|Last update: Wednesday, 07-Mar-2018, 14:06||Your IP: 126.96.36.199 on Wednesday, 21-Mar-2018, 13:35||Version: 188.8.131.524.|
VAN MORRISON - LIVE - THE PERFORMANCES
2008-11-08last public update: Tuesday, 06-Mar-2018 15:30:24 CET
Van was in terrific form Saturday. Some surprises and highlights for me:
- I haven't heard Caravan live in years. In the middle he says, "Aren't there supposed to be strings here?" Then they get it together and play the string break. Great to hear one of my all time favorite songs return.

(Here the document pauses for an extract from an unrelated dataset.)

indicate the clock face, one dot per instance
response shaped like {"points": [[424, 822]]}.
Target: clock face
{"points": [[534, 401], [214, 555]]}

- In honor of Richie Buckley's return, Van skips the whole first part of Summertime and launches right into an extended call and response with Richie. Fun and surprising.
- An extended and beautiful All in the Game workshop.
- He really seemed to be into the Astral Weeks portion. As was mentioned about the first night, no sign of Richard Davis. However, David Hayes really carried the ball. The bass pulse is so important to this music and Hayes sounded gorgeous.
- Van moves on to something new (and old) again. Recreating Astral Weeks after 37 years turns out to be a stroke of genius. I loved it all, but especially a drawn out, playful Ballerina.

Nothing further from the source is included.